## HuggingFace Transformers

# HuggingFace Transformers Tutorial Documentation

This notebook demonstrates key concepts and usage of the HuggingFace Transformers library. Here's a section-by-section breakdown:

## 1. Basic Pipeline Usage
The notebook starts with simple pipeline examples:
- Sentiment analysis using BERT
- Named Entity Recognition (NER) using a specialized BERT model
- Zero-shot classification using BART
- Text generation using OPT-1.3B



In [None]:
# 1. Basic Pipeline Usage
# Import the main pipeline interface from transformers
from transformers import pipeline

# Create a sentiment analysis pipeline using BERT
# This will automatically download the model on first use
sentiment_classifier = pipeline(task="sentiment-analysis", model="bert-base-uncased")

# Test the sentiment classifier with a sample input
sentiment_classifier(inputs="I'm so excited to be learning about large language models")

# Create Named Entity Recognition pipeline using a specialized BERT model
ner = pipeline(task="ner", model = "dslim/bert-base-NER")

# Set up zero-shot classification pipeline using BART
zeroshot_classifier = pipeline(task="zero-shot-classification", model = "facebook/bart-large-mnli")

# Define test inputs for zero-shot classification
sequence_to_classify = "one day I will see the world"
candidate_labels = ['travel', 'cooking', 'dancing']

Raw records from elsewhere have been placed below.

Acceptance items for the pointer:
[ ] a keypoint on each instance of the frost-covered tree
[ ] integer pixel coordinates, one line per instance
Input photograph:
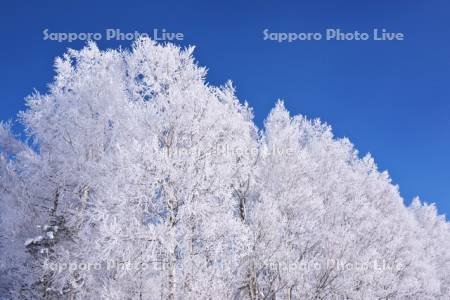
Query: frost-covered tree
(138, 180)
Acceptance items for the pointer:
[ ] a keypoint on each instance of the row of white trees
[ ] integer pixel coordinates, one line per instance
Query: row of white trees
(141, 181)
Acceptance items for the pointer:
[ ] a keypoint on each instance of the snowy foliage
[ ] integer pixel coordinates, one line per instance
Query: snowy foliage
(139, 180)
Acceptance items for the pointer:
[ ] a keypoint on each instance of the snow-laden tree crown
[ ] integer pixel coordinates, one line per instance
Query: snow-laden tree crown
(138, 180)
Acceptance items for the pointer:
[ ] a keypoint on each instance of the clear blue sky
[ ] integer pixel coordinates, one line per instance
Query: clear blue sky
(390, 98)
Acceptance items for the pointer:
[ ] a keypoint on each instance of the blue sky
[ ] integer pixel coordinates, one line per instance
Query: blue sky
(390, 98)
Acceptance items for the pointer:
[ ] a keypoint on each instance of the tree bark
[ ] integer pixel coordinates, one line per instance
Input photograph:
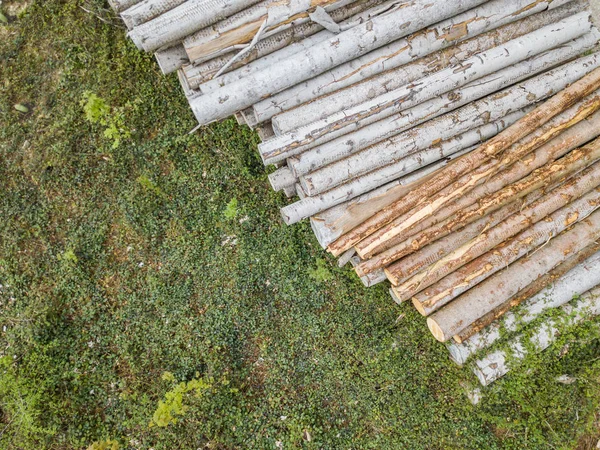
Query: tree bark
(566, 166)
(433, 86)
(346, 46)
(536, 118)
(575, 276)
(439, 36)
(496, 364)
(494, 291)
(366, 89)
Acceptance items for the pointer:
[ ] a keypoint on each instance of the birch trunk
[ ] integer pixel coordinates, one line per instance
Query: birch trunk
(494, 291)
(275, 48)
(451, 148)
(496, 364)
(536, 118)
(146, 10)
(428, 87)
(178, 23)
(346, 46)
(518, 162)
(575, 276)
(365, 90)
(557, 198)
(385, 133)
(458, 282)
(441, 35)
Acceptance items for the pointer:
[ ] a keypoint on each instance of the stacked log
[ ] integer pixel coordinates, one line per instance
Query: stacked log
(450, 148)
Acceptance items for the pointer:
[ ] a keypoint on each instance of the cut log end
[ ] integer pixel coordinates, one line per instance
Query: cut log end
(436, 330)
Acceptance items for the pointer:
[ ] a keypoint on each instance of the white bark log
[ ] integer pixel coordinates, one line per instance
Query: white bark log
(495, 290)
(496, 364)
(270, 50)
(379, 134)
(364, 91)
(578, 280)
(477, 113)
(174, 25)
(171, 59)
(486, 17)
(146, 10)
(458, 282)
(346, 46)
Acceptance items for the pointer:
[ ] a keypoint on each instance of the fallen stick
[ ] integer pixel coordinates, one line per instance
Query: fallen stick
(346, 46)
(536, 118)
(575, 276)
(444, 34)
(496, 364)
(494, 291)
(459, 212)
(348, 97)
(426, 88)
(566, 166)
(473, 273)
(176, 24)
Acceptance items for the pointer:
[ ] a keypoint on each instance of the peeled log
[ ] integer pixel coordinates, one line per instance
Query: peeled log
(461, 210)
(494, 291)
(374, 86)
(575, 276)
(450, 287)
(496, 364)
(471, 23)
(346, 46)
(426, 88)
(538, 117)
(566, 166)
(187, 18)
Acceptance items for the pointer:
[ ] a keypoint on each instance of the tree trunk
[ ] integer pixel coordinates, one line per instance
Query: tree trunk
(494, 291)
(575, 276)
(439, 36)
(433, 86)
(348, 97)
(178, 23)
(496, 364)
(346, 46)
(471, 161)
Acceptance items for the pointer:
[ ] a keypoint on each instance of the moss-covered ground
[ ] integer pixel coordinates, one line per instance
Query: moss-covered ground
(150, 294)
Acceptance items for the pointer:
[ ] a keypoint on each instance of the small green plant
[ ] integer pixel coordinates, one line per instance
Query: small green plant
(320, 273)
(231, 209)
(98, 112)
(173, 405)
(104, 445)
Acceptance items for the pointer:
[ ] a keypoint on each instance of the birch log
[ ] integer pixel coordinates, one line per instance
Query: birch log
(494, 291)
(496, 364)
(526, 293)
(579, 279)
(380, 136)
(239, 29)
(275, 48)
(146, 10)
(428, 87)
(487, 240)
(346, 46)
(459, 212)
(176, 24)
(441, 35)
(446, 176)
(451, 148)
(367, 89)
(518, 162)
(473, 273)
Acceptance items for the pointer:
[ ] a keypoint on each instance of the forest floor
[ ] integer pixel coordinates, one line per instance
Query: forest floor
(150, 294)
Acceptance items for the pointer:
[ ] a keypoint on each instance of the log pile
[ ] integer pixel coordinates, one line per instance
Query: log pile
(451, 148)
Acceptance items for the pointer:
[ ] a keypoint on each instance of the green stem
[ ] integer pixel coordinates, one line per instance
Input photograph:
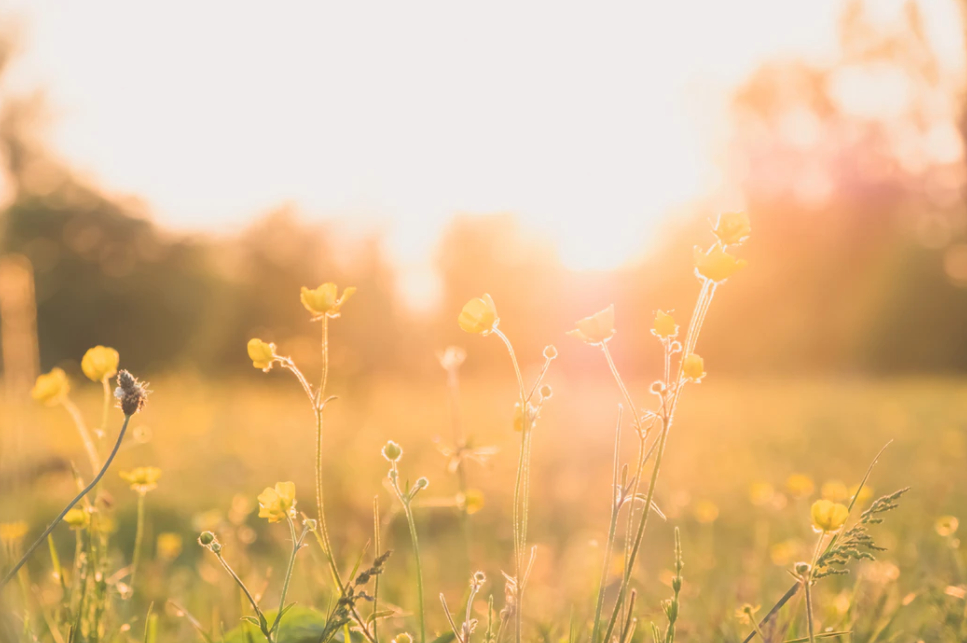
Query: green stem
(43, 537)
(138, 537)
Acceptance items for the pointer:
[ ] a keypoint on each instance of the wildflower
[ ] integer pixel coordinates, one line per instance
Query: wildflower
(451, 358)
(472, 501)
(168, 545)
(946, 525)
(596, 329)
(50, 388)
(142, 479)
(862, 495)
(706, 511)
(800, 485)
(732, 228)
(761, 493)
(77, 519)
(835, 490)
(664, 326)
(716, 264)
(392, 451)
(828, 516)
(323, 302)
(100, 363)
(479, 316)
(277, 503)
(131, 393)
(693, 367)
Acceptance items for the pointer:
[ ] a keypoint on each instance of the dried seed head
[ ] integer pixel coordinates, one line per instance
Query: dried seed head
(131, 393)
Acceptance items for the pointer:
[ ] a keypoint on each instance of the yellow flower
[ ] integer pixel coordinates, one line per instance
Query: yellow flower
(261, 353)
(761, 493)
(100, 363)
(706, 512)
(323, 302)
(472, 501)
(277, 503)
(168, 545)
(142, 479)
(716, 264)
(664, 326)
(51, 387)
(946, 525)
(596, 329)
(479, 316)
(733, 227)
(12, 533)
(77, 519)
(828, 516)
(800, 485)
(835, 490)
(864, 494)
(693, 367)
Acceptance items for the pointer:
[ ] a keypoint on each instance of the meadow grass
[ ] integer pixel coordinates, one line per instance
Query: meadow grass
(624, 520)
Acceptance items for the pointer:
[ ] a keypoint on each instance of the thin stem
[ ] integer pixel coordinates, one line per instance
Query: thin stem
(616, 501)
(138, 538)
(296, 546)
(43, 537)
(85, 434)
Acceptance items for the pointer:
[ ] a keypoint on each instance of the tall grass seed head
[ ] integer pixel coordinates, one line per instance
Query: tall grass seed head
(664, 326)
(800, 485)
(693, 367)
(131, 393)
(277, 503)
(142, 479)
(100, 363)
(324, 302)
(479, 316)
(732, 228)
(715, 264)
(51, 388)
(261, 353)
(597, 329)
(828, 516)
(392, 451)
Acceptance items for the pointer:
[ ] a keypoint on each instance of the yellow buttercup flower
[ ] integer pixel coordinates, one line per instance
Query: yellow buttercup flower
(479, 316)
(732, 228)
(664, 326)
(693, 367)
(946, 525)
(828, 516)
(261, 353)
(324, 302)
(168, 545)
(100, 363)
(835, 490)
(800, 485)
(77, 518)
(596, 329)
(50, 388)
(276, 503)
(716, 264)
(142, 479)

# Text generation pipeline using OPT-1.3B
# Using bfloat16 for memory efficiency and auto device mapping
zeroshot_classifier(sequence_to_classify, candidate_labels)
import torch
pipe = pipeline(model="facebook/opt-1.3b", torch_dtype=torch.bfloat16, device_map="auto")
output = pipe("This is a cool example!", do_sample=True, top_p=0.95)
print(output[0]['generated_text'])




## 2. Tokenizer Operations
Demonstrates tokenizer functionality using BERT and XLNet models:
- Loading pre-trained tokenizers
- Converting text to tokens
- Converting tokens to IDs
- Decoding tokens back to text
- Comparing different tokenizer behaviors



In [None]:
# 2. Tokenizer Operations
# Import AutoTokenizer for automatic tokenizer loading
from transformers import AutoTokenizer

# Initialize BERT tokenizer
model = "bert-base-uncased"
tokenizer = AutoTokenizer.from_pretrained(model)

# Example text for tokenization
sentence = "I'm so excited to be learning about large language models"

# Convert text to tokens and display
input_ids = tokenizer(sentence)
print(input_ids)

# Tokenize the text and show individual tokens
tokens = tokenizer.tokenize(sentence)
print(tokens)

# Convert tokens to their numerical IDs
token_ids = tokenizer.convert_tokens_to_ids(tokens)
print(token_ids)

# Decode tokens back to text
decoded_ids = tokenizer.decode(token_ids)
print(decoded_ids)

# Compare with XLNet tokenizer
model2 = "xlnet-base-cased"
tokenizer2 = AutoTokenizer.from_pretrained(model2)




## 3. PyTorch Integration
Shows how to:
- Use models with PyTorch
- Perform inference using pre-trained models
- Handle tensors and model outputs



In [None]:
# 3. PyTorch Integration
# Import required modules for PyTorch integration
from transformers import AutoTokenizer, AutoModelForSequenceClassification
import torch

# Initialize DistilBERT tokenizer and model for sentiment analysis
tokenizer = AutoTokenizer.from_pretrained("distilbert-base-uncased-finetuned-sst-2-english")
model = AutoModelForSequenceClassification.from_pretrained("distilbert-base-uncased-finetuned-sst-2-english")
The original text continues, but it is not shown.